Las novelas, que parten desde aproximaciones polifónicas, principalmente en El club, encuentran un entramado de humanidad, de decepción y de alegrías convertidas en tragedias. Es complicado entender lo que significa la ilusión o la decepción para Tsircas, pues aquí no hay ningún alegato en contra del paneuropeísmo, tampoco un himno a favor de los emplazamientos multiculturales. De lo que habla Tsircas es de las ciudades, de las nacionalidades, también de la humanidad en conflicto.

Ciudades a la deriva no es ya tan solo un conjunto de novelas políticas, de realismo soviético, sino una construcción en río de la esperanza y la desesperanza. No por nada se agrega un epílogo que ocurre décadas después, cuando los supervivientes hablan y conviven, viven el resultado de injusticias, recuerdos amargos, infidelidades y desamor, sin que por esto con lleve una visión o tonalidad macabra, sino una perspectiva de la profundidad del alma humana.
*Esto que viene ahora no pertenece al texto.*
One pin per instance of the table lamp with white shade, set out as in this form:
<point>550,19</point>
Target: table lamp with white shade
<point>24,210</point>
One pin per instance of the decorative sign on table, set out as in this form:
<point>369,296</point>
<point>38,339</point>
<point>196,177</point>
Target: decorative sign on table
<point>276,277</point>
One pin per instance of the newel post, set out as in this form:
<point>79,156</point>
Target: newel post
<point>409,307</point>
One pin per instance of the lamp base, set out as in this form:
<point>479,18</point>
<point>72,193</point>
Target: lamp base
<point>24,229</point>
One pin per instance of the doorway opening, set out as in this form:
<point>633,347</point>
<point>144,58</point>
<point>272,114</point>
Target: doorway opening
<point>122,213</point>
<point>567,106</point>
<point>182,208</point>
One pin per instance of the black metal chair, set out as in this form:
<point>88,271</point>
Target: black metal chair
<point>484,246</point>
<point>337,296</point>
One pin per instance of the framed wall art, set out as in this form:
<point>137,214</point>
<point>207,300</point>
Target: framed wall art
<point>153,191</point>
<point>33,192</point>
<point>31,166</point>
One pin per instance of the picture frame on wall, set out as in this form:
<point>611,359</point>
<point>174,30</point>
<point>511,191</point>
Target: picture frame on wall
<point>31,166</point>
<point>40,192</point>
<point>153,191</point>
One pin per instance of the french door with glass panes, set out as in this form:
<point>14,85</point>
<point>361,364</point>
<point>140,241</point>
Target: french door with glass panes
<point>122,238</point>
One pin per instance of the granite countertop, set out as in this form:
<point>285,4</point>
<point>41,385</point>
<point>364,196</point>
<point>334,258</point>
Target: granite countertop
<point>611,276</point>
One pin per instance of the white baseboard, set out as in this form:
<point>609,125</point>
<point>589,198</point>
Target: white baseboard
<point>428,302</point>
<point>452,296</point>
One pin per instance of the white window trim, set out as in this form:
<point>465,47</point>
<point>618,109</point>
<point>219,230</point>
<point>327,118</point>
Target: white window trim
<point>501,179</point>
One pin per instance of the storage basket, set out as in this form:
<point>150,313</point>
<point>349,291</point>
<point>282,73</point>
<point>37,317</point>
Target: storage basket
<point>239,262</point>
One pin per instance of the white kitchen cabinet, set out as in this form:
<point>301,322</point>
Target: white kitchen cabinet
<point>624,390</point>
¿Por qué leer Ciudades a la deriva ahora? Después de tantos años, de décadas, que la Segunda Guerra Mundial terminó. ¿Aún es válido asomarse a novelas como , o de Aleksandr Solzhenitsyn? ¿Para qué? Como lectores contemporáneos en medio de la pandemia, ¿nos sirve de algo entender la caída, el irrisorio iluminismo que propugnaba el realismo soviético? Si lo vemos de esta forma, quizás no, pero ninguna de estas obras es en realidad una novela histórica, una novelización, y nada más, de hechos “emocionantes” vistos después de años, e incluso décadas de distancia.

Lo que vive en estas novelas, y por lo que son válidas, ahora o en quinientos años más, es el vistazo profundo hacia la humanidad, hacia el drama humano que tantos escritores han percibido y escrito en sus obras, del anónimo escritor del Poema de Gilgamesh a Balzac, pasando por Vasili Grosman, James Joyce, Alfred Döblin, Virginia Woolf o el mismo Tsircas.

El drama nunca acaba, pues el sufrimiento es constante, está vivo, y no hay más que considerarlo como una parte de aquello que los románticos llamarían “alma”, en contra de la concepción de la lucha de clases. El hombre es político, es cierto, pero antes de ello es social; y mucho antes, es simplemente humano. Y humanidad es lo que hay aquí, en estas Ciudades a la deriva.